Senior Hpc System Administrator
The University of Chicago is seeking a highly qualified Senior HPC System Administrator to join the system and operation team that builds and manages RCC HPC systems and facility operations. The individual in this position will be involved in the procurement and management of HPC hardware and software. This is a hybrid position requiring 3 days onsite.
Responsibilities include:
- Installing, configuring, and maintaining large computer clusters/servers and software.
- Day-to-day operations of the systems including systems administration, monitoring and storage performance up to and including network components.
- Configuration of the scheduling and queuing system.
- Diagnosing and resolving system operational problems quickly and effectively.
- Use scripting/programming skills to enable system-level automation, problem detection, security maintenance and patch management.
- Building and deploying open-source software and software from vendors/partners.
- Providing reliable and efficient backups/restores for all managed systems.
- Documenting system administration procedures for routine and complex tasks.
- Maintaining and monitoring the security of the HPC systems and servers.

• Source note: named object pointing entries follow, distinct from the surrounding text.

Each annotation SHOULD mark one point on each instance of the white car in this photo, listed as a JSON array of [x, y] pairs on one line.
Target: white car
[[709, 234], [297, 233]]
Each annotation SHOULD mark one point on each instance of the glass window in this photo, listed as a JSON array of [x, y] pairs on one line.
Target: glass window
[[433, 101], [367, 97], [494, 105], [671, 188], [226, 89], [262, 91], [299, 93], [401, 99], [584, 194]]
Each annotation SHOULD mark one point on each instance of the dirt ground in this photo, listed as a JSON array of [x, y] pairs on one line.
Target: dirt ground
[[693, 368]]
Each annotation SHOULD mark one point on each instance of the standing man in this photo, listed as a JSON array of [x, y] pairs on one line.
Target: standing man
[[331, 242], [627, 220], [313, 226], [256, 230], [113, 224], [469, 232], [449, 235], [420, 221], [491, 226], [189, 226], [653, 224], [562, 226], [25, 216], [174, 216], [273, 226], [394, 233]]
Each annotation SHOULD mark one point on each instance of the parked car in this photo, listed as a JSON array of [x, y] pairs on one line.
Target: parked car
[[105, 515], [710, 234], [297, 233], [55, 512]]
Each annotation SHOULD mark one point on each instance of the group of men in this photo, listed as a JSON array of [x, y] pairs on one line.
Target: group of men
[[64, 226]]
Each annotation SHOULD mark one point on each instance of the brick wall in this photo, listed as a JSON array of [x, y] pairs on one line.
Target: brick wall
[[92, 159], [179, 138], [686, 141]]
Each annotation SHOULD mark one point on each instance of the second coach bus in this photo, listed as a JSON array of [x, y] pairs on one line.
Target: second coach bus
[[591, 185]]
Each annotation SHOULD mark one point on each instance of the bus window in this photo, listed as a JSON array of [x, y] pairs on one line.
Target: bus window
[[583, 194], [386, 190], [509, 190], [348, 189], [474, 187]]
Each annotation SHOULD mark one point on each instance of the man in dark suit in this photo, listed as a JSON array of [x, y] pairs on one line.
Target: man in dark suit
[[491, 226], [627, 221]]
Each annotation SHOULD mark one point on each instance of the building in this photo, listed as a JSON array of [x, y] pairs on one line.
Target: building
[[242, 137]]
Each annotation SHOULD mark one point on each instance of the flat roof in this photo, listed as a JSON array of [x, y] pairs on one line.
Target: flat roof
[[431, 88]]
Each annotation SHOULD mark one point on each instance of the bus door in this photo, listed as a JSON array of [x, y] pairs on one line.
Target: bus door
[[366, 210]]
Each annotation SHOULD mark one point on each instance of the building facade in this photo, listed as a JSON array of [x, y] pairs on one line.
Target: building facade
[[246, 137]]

- Plans and installs necessary patches and upgrades for servers and their associated storage, network, communications, and peripheral sub-systems.
- Tracks compliance and maintains documentation for hardware, software, and service inventories for management reports.
- Performs other related work as needed.
Minimum qualifications include a college or university degree in a related field and 5-7 years of work experience in a related job discipline. Preferred qualifications include a master's degree in Computer Science or closely related field, full-time Linux system administration experience in a large distributed computing environment, and experience with various technical skills and knowledge.